When Alex had arrived, he’d pulled past the neat lanes of approved parking spaces onto the grass at the edge of the lot, then did a three-point turn to leave the car facing out. It was a walk of maybe fifty yards. As soon as the ref blew the whistle for halftime . . .
On the field, Cassie’s team had regrouped and were steadily moving the ball forward, maintaining a good passing game. Her coach was big on not cultivating stars, said that soccer was a metaphor for life; you had to work together for victory. In the opposite bleachers, Trish nuzzled into the crook of her new husband’s arm. He leaned down to whisper something in her ear, and she laughed and punched his shoulder.
How had he ended up here? How had he ended up . . . this?
Stop. You screwed up. And you’ll pay for it. But are you going to let your daughter be a chip in that game? Or are you willing to risk everything to make sure she stays safe?
An easy choice in a hard world. When it came to priorities, he’d only ever had one.
One of Cassie’s teammates dribbled ahead at an angle, then turned and banked it to the other forward, who fired off a straight blast, plenty of power but no artifice. The opposing goalie caught it easily, then spun and discus-hurled it down the field. As it landed, the referee blew the whistle. The first half was over.

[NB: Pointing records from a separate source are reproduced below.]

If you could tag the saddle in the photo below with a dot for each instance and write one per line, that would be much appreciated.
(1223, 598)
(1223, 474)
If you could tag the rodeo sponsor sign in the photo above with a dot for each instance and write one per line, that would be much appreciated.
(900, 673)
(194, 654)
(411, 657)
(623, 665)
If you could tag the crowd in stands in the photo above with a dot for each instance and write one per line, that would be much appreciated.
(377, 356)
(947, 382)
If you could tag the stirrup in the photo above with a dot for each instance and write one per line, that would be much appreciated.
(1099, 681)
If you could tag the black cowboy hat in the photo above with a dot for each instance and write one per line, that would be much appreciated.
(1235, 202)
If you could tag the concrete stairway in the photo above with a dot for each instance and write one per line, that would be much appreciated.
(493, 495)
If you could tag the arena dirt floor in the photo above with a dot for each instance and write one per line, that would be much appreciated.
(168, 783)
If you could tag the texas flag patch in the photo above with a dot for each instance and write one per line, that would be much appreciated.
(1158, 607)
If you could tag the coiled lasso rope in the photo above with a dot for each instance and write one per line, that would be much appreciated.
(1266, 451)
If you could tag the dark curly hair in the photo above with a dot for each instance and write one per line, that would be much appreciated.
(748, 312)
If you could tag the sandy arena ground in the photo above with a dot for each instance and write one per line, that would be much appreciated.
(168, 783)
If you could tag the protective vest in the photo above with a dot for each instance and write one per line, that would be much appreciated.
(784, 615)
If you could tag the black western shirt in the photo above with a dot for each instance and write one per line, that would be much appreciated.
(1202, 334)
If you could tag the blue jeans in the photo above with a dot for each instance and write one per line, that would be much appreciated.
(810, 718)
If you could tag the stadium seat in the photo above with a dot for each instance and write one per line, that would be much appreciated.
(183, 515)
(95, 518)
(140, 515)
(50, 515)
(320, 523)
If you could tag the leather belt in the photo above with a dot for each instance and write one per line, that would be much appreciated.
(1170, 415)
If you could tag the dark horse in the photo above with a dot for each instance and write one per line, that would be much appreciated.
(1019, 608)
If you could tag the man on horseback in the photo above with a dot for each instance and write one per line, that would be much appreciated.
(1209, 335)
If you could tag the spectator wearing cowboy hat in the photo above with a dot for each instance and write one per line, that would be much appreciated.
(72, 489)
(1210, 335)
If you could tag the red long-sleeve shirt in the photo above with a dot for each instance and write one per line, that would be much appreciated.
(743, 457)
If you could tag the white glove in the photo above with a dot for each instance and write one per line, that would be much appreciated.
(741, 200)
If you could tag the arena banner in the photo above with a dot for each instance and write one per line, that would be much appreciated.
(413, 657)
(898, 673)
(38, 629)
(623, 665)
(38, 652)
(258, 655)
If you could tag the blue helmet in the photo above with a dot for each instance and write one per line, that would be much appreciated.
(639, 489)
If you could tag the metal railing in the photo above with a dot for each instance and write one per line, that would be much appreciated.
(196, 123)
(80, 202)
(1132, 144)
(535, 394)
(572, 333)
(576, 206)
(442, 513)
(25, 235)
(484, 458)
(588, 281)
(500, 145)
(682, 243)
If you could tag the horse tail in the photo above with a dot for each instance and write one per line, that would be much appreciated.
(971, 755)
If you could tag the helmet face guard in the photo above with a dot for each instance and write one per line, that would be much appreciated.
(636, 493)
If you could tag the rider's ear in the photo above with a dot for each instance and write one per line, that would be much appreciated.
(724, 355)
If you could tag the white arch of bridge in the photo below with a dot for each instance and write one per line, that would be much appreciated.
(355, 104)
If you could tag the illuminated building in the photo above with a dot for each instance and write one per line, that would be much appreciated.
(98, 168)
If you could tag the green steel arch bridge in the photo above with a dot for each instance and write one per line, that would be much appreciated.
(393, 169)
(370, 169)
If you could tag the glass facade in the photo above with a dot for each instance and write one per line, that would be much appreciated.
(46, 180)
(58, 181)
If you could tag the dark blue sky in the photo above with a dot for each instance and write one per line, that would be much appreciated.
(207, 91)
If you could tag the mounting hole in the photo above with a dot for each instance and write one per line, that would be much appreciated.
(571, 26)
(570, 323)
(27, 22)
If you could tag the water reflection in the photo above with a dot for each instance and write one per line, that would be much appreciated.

The world seemed to be phasing in and out. Not quite wobbling, more a wet sort of zoomy feeling tied to his heartbeat. Alex wiped his palms on his jeans, suddenly aware of the texture of the fabric. All around him happy fathers talked to happy mothers. Little boys with action figures turned the bleachers into war zones. Girls Cassie’s age had cell phones out and were texting one another. The sun beat down, hotter somehow at this hour than at noon. Hundreds of voices, the sounds of scraping shoes and clicking cameras, it all blended into a whirlpool of noise, spinning and scraping past his ears, a maelstrom he couldn’t separate into individual elements.